Americans with common sense would agree that understanding and resolving the problems described in this column are essential. But that is not currently happening. Otherwise, out-of-control regulatory stifling of the U.S. economy would not exist. So, it is time for you to get involved.
Read a Competitive Enterprise Institute annual report titled “Ten Thousand Commandments” to learn that federal regulatory controls are bankrupting the nation. Last year, regulations were estimated to cost $2.028 trillion, while cumulative corporate pre-tax profits were $2.208 trillion. This makes America’s regulatory world equivalent in size to the tenth-largest national economy on the planet! It makes regulatory costs of $14,976 per household, or 29% of an average family budget of $51,100. Just the publication of regulations in 2015 consumed 80,260 pages in the “Federal Register.” In 2014, there were 16 times more regulations (3,554) issued than laws (224). Federal regulations are the silent killer of the American economy.
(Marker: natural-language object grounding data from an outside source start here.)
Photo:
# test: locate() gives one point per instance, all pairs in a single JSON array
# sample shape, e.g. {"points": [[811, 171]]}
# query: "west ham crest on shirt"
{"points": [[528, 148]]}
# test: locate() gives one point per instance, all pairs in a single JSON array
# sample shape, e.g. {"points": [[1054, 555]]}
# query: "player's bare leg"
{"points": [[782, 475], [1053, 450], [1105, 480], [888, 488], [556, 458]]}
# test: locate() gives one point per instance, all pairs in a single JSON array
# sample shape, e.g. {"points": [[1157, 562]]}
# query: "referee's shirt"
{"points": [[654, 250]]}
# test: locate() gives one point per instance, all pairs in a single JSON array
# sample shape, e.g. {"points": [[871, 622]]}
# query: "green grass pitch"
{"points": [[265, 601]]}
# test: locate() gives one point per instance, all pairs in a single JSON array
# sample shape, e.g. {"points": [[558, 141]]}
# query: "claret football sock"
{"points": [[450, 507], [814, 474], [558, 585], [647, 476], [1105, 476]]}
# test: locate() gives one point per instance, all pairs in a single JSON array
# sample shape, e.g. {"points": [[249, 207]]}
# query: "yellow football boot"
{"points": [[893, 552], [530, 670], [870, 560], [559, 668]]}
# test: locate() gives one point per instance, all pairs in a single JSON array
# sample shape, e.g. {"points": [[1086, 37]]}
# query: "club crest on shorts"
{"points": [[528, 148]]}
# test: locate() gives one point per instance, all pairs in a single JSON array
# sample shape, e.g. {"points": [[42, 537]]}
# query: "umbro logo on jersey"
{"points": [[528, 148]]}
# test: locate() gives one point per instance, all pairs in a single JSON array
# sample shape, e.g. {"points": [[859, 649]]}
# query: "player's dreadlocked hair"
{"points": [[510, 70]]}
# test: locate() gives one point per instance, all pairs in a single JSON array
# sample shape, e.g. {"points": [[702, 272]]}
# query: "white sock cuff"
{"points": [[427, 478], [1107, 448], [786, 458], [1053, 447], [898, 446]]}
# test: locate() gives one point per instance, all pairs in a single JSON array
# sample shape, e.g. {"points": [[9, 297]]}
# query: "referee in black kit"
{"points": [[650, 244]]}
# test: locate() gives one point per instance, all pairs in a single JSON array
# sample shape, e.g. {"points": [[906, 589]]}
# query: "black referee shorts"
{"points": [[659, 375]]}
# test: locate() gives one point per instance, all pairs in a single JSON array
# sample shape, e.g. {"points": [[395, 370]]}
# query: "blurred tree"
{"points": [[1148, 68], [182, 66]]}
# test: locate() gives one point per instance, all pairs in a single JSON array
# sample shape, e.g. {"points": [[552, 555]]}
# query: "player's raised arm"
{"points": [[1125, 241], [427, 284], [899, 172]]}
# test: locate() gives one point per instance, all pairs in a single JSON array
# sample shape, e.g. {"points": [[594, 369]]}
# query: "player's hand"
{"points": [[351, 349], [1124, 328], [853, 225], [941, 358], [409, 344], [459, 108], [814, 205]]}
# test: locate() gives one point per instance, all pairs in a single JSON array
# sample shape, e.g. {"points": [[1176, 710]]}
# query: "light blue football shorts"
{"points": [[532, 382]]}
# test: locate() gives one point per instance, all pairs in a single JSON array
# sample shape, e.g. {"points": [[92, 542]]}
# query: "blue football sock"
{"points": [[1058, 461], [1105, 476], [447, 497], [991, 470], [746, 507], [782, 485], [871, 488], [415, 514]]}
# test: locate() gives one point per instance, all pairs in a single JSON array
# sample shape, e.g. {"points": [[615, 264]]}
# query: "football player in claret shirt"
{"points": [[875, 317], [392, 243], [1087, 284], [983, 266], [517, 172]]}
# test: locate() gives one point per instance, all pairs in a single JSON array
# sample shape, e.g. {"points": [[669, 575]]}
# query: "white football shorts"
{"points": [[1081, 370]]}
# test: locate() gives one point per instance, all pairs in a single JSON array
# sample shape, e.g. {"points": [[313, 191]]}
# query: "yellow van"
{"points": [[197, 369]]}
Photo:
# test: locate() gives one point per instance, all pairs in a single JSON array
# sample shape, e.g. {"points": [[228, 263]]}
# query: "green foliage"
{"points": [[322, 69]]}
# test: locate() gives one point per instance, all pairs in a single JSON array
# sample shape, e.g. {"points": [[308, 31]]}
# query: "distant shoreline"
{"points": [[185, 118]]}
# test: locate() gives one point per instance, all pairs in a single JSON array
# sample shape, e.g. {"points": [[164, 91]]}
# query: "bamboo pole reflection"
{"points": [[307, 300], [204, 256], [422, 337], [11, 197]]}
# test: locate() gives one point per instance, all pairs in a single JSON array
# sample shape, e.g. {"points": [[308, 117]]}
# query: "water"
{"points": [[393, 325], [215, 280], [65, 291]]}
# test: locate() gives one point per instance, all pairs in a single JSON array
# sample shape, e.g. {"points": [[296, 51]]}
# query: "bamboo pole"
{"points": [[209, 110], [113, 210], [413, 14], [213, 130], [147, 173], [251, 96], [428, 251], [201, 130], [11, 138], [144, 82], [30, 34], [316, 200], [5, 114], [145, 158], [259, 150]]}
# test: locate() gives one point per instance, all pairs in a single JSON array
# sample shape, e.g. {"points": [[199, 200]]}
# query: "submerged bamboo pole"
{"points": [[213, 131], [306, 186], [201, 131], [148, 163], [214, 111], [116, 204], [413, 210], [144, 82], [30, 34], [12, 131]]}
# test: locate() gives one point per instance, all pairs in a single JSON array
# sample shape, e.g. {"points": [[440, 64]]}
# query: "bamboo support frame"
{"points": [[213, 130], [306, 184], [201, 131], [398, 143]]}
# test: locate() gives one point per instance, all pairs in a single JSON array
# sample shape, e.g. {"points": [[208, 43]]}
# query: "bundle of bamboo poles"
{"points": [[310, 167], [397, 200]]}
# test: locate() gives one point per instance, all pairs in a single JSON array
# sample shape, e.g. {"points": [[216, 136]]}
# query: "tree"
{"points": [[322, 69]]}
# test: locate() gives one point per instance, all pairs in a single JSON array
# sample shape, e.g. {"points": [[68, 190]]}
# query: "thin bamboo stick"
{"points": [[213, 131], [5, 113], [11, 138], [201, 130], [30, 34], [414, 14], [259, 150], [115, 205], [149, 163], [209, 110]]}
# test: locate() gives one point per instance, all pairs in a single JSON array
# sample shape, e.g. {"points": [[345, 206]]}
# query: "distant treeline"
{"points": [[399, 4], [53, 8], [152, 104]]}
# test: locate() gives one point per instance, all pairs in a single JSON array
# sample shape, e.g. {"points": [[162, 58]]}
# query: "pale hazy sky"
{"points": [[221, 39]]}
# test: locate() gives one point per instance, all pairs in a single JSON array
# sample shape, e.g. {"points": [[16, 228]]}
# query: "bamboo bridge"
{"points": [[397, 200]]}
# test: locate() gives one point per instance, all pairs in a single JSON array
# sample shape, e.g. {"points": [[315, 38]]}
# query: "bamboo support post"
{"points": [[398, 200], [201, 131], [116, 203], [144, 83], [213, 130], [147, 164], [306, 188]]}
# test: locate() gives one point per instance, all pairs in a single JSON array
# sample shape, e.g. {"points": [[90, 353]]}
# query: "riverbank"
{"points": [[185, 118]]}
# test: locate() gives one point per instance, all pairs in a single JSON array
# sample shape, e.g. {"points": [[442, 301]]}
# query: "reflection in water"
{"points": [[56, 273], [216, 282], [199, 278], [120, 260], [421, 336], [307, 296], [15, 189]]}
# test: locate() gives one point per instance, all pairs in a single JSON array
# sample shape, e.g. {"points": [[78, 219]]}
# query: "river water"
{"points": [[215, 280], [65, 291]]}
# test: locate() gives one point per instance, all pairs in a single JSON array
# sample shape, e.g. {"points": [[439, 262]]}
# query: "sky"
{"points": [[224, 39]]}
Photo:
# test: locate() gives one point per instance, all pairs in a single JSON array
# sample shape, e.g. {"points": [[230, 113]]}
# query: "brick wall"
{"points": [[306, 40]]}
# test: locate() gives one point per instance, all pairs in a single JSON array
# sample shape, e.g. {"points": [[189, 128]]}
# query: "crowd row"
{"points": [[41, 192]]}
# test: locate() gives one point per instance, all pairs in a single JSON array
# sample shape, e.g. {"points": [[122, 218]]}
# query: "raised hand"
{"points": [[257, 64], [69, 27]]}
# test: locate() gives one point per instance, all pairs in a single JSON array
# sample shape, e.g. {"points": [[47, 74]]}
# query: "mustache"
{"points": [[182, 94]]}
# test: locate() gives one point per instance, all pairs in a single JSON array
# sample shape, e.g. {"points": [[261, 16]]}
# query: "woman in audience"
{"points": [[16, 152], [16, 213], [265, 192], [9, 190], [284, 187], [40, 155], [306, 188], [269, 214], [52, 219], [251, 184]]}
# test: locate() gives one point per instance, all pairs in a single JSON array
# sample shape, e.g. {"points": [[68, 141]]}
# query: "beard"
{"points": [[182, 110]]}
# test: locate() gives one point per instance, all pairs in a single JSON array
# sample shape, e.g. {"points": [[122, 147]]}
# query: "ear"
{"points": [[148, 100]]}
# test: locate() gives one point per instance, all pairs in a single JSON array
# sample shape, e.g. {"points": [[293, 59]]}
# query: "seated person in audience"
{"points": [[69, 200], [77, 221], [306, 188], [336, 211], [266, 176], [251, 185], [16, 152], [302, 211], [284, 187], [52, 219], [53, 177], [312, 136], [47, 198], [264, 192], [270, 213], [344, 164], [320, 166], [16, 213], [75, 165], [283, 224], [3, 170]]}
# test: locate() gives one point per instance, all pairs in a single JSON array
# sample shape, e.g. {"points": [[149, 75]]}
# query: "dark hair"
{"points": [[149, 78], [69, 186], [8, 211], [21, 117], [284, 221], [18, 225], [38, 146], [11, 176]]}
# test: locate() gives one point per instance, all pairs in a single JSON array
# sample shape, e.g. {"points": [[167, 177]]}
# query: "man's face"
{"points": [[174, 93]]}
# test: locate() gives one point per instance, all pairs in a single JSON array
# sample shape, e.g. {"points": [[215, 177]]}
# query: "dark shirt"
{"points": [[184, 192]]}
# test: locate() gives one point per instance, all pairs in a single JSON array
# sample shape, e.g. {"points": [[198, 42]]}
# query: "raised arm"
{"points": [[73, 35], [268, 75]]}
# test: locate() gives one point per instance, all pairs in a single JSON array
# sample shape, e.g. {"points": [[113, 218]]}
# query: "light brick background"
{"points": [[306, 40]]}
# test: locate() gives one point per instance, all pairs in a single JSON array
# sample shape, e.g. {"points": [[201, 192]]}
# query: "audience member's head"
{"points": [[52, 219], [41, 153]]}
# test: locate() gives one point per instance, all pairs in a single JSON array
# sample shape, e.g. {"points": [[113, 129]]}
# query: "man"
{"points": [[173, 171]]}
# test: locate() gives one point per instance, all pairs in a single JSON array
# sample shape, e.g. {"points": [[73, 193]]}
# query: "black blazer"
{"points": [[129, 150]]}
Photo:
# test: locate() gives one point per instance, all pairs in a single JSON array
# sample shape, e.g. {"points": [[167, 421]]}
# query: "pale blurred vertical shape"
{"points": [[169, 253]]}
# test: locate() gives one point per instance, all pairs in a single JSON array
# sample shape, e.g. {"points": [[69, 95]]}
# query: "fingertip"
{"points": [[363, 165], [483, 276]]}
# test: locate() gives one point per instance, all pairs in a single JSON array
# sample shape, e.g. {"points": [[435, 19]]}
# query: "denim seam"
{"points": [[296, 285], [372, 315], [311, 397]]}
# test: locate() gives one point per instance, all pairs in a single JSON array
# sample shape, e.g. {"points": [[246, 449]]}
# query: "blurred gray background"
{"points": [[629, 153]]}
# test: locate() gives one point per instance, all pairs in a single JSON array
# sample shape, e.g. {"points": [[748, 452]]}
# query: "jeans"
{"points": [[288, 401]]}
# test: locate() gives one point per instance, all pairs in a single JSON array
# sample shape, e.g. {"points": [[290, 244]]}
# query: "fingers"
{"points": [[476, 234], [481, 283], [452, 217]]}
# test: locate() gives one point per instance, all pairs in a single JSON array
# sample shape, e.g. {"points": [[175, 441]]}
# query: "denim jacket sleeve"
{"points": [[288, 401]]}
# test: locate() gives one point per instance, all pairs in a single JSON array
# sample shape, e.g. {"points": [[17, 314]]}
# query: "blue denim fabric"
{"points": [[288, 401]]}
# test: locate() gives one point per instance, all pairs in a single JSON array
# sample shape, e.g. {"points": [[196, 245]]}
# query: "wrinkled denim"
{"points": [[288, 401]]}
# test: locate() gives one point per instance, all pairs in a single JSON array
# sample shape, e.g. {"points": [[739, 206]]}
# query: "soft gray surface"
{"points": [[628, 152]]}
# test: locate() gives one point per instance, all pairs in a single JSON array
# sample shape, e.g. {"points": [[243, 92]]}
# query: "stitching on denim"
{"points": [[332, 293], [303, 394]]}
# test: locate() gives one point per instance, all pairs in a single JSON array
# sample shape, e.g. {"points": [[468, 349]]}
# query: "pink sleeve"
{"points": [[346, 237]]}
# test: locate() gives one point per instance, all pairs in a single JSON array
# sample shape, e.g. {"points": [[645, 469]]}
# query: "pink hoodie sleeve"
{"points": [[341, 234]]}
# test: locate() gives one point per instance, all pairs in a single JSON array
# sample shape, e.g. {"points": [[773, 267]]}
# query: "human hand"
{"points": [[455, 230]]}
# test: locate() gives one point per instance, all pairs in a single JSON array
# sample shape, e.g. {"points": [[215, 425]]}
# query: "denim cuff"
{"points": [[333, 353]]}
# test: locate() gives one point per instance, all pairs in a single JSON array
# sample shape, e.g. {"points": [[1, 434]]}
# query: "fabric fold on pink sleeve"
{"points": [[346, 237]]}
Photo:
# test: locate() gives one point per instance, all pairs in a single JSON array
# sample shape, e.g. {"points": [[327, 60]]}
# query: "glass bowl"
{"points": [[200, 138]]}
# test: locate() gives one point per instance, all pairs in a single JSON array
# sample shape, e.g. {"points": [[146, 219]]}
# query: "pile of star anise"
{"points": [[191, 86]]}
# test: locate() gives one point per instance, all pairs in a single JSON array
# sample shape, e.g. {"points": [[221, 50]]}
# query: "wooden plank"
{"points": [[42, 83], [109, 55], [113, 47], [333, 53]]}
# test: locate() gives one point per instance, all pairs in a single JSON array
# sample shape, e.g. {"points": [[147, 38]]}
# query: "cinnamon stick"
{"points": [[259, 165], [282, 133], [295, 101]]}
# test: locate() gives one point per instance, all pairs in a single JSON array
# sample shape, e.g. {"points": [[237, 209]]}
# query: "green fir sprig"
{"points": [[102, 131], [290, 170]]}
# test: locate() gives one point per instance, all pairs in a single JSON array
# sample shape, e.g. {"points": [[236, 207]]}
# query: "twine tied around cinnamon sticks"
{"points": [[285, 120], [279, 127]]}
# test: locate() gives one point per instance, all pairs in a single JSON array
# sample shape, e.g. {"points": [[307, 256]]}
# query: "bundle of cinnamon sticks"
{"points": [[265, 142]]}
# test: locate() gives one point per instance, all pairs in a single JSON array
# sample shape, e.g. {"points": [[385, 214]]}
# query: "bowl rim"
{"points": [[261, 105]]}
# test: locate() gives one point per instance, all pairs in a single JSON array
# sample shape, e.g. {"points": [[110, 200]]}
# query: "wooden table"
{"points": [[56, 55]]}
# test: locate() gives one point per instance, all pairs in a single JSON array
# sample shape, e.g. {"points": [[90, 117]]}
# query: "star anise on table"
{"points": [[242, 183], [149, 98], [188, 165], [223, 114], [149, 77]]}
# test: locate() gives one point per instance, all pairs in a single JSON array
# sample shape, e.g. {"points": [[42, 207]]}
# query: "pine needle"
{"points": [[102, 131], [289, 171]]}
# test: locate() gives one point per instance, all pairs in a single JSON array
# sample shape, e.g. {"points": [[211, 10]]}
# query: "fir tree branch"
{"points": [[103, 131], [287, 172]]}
Furthermore, the history of the federal regulatory process clearly shows growing deceit by government. In 1963, President Johnson signed the Clean Air Act, which contains a little-known proviso enabling individuals who have lost their job to ask the EPA whether its regulatory actions were at fault. Not once in the past 54 years has the EPA established this procedure, and on the few occasions when investigation was requested, it has been ignored.
Move forward to 1980 and the passage of the Regulatory Flexibility Act, which requires all federal agencies to consider the impacts of their regulations on small entities. This law was prompted in part by Public Law 94-305 of June 1976 that created an Office of Advocacy within the Small Business Administration to assess the impacts of regulations. In 1977, a precursor bill passed the Senate unanimously to achieve this. In March 1996, the Small Business Regulatory Enforcement Fairness Act (SBREFA) amended the foregoing laws to provide “tools” for judicial review and substantive regulation analyses to be conducted by the Office of Advocacy.
There have been several additional laws to soften the burdens of regulation. These include: the Unfunded Mandates Reform Act of 1995, which provides various exemptions from regulations as related to public health; and the aforementioned SBREFA. Both provide exemptions from regulations, mandate increased judicial review and decrease punitive actions against small businesses that seek redress from regulatory actions.
In August 2002, President Bush issued Executive Order 13272, which requires federal agencies to establish written procedures and policies explaining how the impacts of each regulatory-proposed written policy will impact (small) businesses/entities across the nation. Do you expect government help to follow law and render assistance?
As you should understand, the foregoing is, for all practical purposes, nothing but blather. It is certainly time for American business people to call their Congressman and both Senators and require them to assure that existing law is upheld and that regulatory justice and reform is desperately needed. Make them understand the critical nature and immediacy of required action.
Not only does America have this horrendous problem with regulations stifling the economy, the size of government is an equivalent problem. As the public will see this spring while the budget process unfolds, the U.S. has a 1.3 million non-defense, civilian workforce. The government instituted rules under the prior (Obama) Administration that allows conversion of political appointees to civil-service employment status. So, the nation is faced with a residual population of former political appointees who have converted to regular employee status and are hard at work blanketing our country with the regulations you were just reading about.
As Congressional budget matters come to the fore in May, I suggest that you inform your elected members of Congress that regulation problems are being made worse by the former politicians now planted in agencies to carry forward the fight that diminishes America and demand that they fix the real-world problems of our regulatory nightmares.